Commentary

Trump’s Sanctioning of Iranian Revolutionary Guard as Terrorist Group Will Hit Tehran Hard

James Phillips
By James Phillips | April 9, 2019 | 4:36 PM EDT

(Photo by Scott Peterson/Getty Images)

In a historic move on Monday, Secretary of State Mike Pompeo announced the designation of Iran’s Islamic Revolutionary Guard Corps as a foreign terrorist organization.

This is the first time the U.S. has given the designation to part of a government.

The designation will enable the U.S. to further ramp up sanctions against Iran’s tyrannical regime under the administration’s “maximum pressure” policy.

The Revolutionary Guard Corps is both the sword and shield of Iran’s Islamic revolution, dating back to 1979. It is charged with attacking Iran’s enemies overseas, supporting Iran’s network of foreign terrorist proxies, and crushing political opposition to Iran’s revolutionary regime at home.

Last week, the Pentagon released an updated assessment that blamed Iran’s Revolutionary Guard for enabling Iraqi proxy forces to kill 603 American servicemen in Iraq. That accounts for about 17% of the total deaths of U.S. personnel from 2003 to 2011.

The Revolutionary Guard also controls Iran’s ballistic missile program, military aspects of its nuclear program, and key portions of Iran’s state-dominated economy.
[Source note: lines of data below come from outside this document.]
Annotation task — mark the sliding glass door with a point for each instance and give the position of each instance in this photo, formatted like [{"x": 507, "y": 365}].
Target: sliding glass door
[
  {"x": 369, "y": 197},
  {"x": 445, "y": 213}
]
The designation as a foreign terrorist organization will become effective next Monday, at which time the U.S. government will gain additional tools for applying sanctions against the Revolutionary Guards and all foreign entities that do business with them, their subsidiaries, and their front companies. 

This will allow U.S. sanctions to hit harder at strategic sectors of Iran’s economy, since the Revolutionary Guard is extensively involved in Iran’s oil, construction, and defense industries. As CIA director in 2017, Pompeo estimated that the Revolutionary Guard controlled about 20% of Iran’s economy.

These added sanctions will drain away resources that could be used to export terrorism, thus helping bolster the security of the U.S. and its allies. This will also benefit the Iranian people, who are the chief victims of the Revolutionary Guard.

The new sanctions also will ratchet up pressure on foreign firms that continue to do business with Iran. Such firms could now face prosecution in U.S. courts for providing material support for terrorism if they engage in commerce with Iranian entities affiliated with the Revolutionary Guard.

President Donald Trump hammered this point home in a White House statement Monday when he warned: “If you are doing business with the [Islamic Revolutionary Guard Corps], you will be bankrolling terrorism.”

He also made it clear that more Iran sanctions are coming:

This action sends a clear message to Tehran that its support for terrorism has serious consequences. We will continue to increase financial pressure and raise the costs on the Iranian regime for its support of terrorist activity until it abandons its malign and outlaw behavior.

This added pressure on Iran’s economy is sure to put greater stress on the Iranian regime, which already faces growing discontent from Iranians. The Trump administration hopes that stronger sanctions will compel Tehran to moderate its hostile policies or risk being overthrown by its own people.

James Phillips is the senior research fellow for Middle Eastern affairs at the Douglas and Sarah Allison Center for Foreign Policy Studies at The Heritage Foundation. He has written extensively on Middle Eastern issues and international terrorism since 1978.